You shouldn't need a conditioner unless you're doing salt water swimming or something! You don't want the coat to be too soft. 

I've heard good things about IOD. I'm currently using Chris Christensen Day to Day and Crown Royale Biovite. Love the smell of the biovite and magic touch spray!


----------



## rhondas (Sep 10, 2010)

I use Isle of Dog between regular groomings because Jake swims regularly and now that we are doing field training, he is doing water retrieves in muddy ponds which make him smelly.
I LOVE the shampoos - I use Evening Primrose and one other one. I don't use the conditioners.
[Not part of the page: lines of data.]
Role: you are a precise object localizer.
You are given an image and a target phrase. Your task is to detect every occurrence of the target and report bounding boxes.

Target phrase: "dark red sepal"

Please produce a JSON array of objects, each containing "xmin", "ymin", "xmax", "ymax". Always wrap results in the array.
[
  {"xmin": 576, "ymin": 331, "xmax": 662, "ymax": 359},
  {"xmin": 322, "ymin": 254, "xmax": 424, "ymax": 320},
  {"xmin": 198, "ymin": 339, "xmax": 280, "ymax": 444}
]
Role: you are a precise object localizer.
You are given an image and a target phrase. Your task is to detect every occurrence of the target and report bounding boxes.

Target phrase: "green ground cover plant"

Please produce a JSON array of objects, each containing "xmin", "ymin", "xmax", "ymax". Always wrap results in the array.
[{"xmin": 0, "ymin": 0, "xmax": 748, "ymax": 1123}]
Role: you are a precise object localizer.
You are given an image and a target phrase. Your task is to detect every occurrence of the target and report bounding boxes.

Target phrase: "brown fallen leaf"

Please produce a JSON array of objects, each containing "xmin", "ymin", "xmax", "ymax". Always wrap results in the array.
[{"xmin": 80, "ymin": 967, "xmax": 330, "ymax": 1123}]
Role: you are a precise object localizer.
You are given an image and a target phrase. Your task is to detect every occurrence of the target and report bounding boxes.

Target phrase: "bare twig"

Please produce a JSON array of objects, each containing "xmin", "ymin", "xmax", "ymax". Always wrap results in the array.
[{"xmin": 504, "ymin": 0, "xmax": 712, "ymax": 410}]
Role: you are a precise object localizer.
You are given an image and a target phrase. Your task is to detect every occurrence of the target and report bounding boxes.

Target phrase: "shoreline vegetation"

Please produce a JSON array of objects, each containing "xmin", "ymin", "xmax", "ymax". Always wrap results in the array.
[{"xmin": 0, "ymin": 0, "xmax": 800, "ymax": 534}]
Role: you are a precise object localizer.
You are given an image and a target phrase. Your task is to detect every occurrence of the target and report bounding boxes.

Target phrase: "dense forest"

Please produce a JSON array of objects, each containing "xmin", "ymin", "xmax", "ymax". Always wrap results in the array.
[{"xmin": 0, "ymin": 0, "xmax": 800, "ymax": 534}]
By the way, the integrative vet recommends and sells the shampoos.

The groomer uses Paul Mitchell Products for dogs and never uses a conditioner on him. His coat and skin are in perfect condition so i doubt you need to use a conditioner.


----------



## ataylor (Dec 28, 2008)

OK...I bought the Evening Primerose Shampoo and Royal Jelly. On the bottle, it says may be diluted 10:1. Would you recommend diluting it or not?


----------



## Penny & Maggie's Mom (Oct 4, 2007)

ALWAYS dilute your shampoo. Cleans just as well and helps in rinsing.


----------



## hvgoldens4 (Nov 25, 2009)

Many of the IOD shampoos are not supposed to be dilluted. It will say on the bottle whether or not you can dillute. 

We previously used IOD Royal Jelly shampoo for years. I have been using Crisp Coat from #1 All Systems for about 9 months now and love it. It does a great job and is about 1/3 the price of IOD.

You dont need a conditioner on the dog when shampooing. You can use a conditioner mixed with some water in a spray bottle for daily brushing.


----------



## ataylor (Dec 28, 2008)

Well...I gave Jackson a bath with the IOD EPO and Royal Jelly shampoo and I diluted it to give it a shot. And I also have the Light Management conditioner. All I can say is that I love the products


----------